Il a imaginé une kyrielle de petits détails de comportements qui insuffle un tour immédiatement burlesque au spectacle avec les contorsions répétées pour entrer et sortir de scène, les démarches, les cadences…etc
Mais il n’écrase en rien la psychologie, le vernis de psychologie qui nous séduit aussi dans Feydeau : sans cela on ne s’identifierait pas à ce point aux personnages et l’on rirait moins, on resterait extérieur.
On rit ! On rit beaucoup car la comédie en trois actes, écrite par Georges Feydeau avec Maurice Hennequin, n’a pas pris une ride. Elle est brillante et délirante, elle va vite, elle charrie les répliques formidables et les comédiens sont d’autant plus excellents qu’ils sont d’abord sincères.
Sincère, Benoît Tachoires, Savinet bougon et intéressé, sincère, Elsa Rozenknop, très drôle, sincère, ce jouisseur de Gutzmann, avec sa veste de cuir noir de chauffeur de maître.
Dans les trois rôles de tête, on retrouve cet engagement, cette vérité…mais ces trois-là jouent aussi avec quelque chose d’une légère irréalité, comme en légère lévitation…et justement, vous verrez la belle surprise que vous réserve ici « le système » de Ribadier vu par Ladislas Chollat et son équipe artistique : Eric Supply, assistant à la mise en scène, ingénieux décor d’Emmanuel Charles, lumières d’Alban Sauvé, très beaux costumes de Jean-Daniel Vuillermoz, accordés aux noirs et blancs du décor, musiques bien trouvées par Frédéric Norel.

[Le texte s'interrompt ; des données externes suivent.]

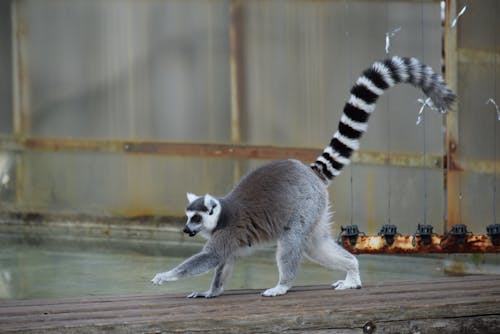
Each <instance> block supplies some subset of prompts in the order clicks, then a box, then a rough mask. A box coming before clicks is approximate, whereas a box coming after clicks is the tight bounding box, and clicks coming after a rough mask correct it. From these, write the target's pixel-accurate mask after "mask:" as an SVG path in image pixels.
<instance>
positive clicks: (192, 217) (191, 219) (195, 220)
mask: <svg viewBox="0 0 500 334" xmlns="http://www.w3.org/2000/svg"><path fill="white" fill-rule="evenodd" d="M191 222H192V223H201V216H200V215H198V214H196V215H193V217H191Z"/></svg>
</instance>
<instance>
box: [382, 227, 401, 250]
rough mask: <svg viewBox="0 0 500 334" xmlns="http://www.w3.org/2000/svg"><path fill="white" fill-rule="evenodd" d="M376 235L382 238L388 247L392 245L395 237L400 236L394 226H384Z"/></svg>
mask: <svg viewBox="0 0 500 334" xmlns="http://www.w3.org/2000/svg"><path fill="white" fill-rule="evenodd" d="M378 235H380V236H382V237H383V238H384V239H385V242H386V243H387V244H388V245H389V246H390V245H392V244H393V243H394V237H395V236H396V235H401V233H398V228H397V227H396V225H391V224H385V225H383V226H382V228H381V229H380V232H378Z"/></svg>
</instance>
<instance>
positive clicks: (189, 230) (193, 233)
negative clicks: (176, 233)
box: [182, 225, 196, 237]
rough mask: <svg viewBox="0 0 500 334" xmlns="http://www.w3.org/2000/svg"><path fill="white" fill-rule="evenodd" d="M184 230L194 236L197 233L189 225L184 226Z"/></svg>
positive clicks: (183, 230)
mask: <svg viewBox="0 0 500 334" xmlns="http://www.w3.org/2000/svg"><path fill="white" fill-rule="evenodd" d="M182 232H184V233H186V234H189V236H190V237H194V236H195V235H196V232H195V231H192V230H191V229H190V228H189V227H187V225H186V226H184V229H183V230H182Z"/></svg>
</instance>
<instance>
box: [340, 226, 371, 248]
mask: <svg viewBox="0 0 500 334" xmlns="http://www.w3.org/2000/svg"><path fill="white" fill-rule="evenodd" d="M360 234H362V235H366V234H365V233H364V232H359V229H358V225H347V226H346V227H344V226H340V233H339V237H338V238H337V242H338V243H339V244H340V243H341V241H342V240H341V239H342V237H347V238H349V243H350V244H351V246H354V245H356V241H357V239H358V235H360Z"/></svg>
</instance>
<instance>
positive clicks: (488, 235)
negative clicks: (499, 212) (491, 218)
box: [486, 224, 500, 246]
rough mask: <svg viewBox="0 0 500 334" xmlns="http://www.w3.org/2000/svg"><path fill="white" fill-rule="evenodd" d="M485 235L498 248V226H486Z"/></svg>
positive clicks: (499, 244)
mask: <svg viewBox="0 0 500 334" xmlns="http://www.w3.org/2000/svg"><path fill="white" fill-rule="evenodd" d="M486 234H487V235H488V236H489V237H490V239H491V243H492V244H493V245H495V246H500V224H491V225H488V226H486Z"/></svg>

Le trio, on l’a dit, est idéal. Aristocratique et délicate, Valérie Karsenti est séduisante et touchante –car évidemment, les femmes, ici, ne sont pas traitées avec grande noblesse…mais Angèle se défend ! Pierre François Martin-Laval se dépense sans compter pour ourdir ses trahisons conjugales. La mauvaise foi de Ribadier est extraordinaire et, dans cette mise en scène, il est toujours pressé, toujours au bord de la rupture d’équilibre, physique et psychique…C’est épuisant de mentir et de courir…Il est très drôle !
On ne sait quel élixir de jouvence a absorbé Patrick Chesnais, mais il retrouve l’énergie de sa jeunesse ! Il est incroyable. Il a les cheveux blancs, mais il atteint des sommets dans le jeu, la manière virtuose de dire le texte, de se faire entendre, de bouger, de casser son corps, de danser même, d’être à la fois un pantin et un homme blessé ! Un immense interprète que l’on est heureux de retrouver en si grande forme ! Il est un Thommereux jamais ridicule, et pourtant grotesque parfois. Un Thommereux bouleversant, et pourtant insupportable. Un sommet de l’art du jeu.
Ladislas Chollat signe une très bonne version du chef-d’œuvre créé en 1892, mais qui a quelque chose de frais et nous touche, directement….
Théâtre des Bouffes Parisiens, du mercredi au samedi à 21h00, samedi à 16h30 et dimanche à 15h00. Durée : 2h00. Tél : 01 42 96 92 42. Pour plusieurs mois.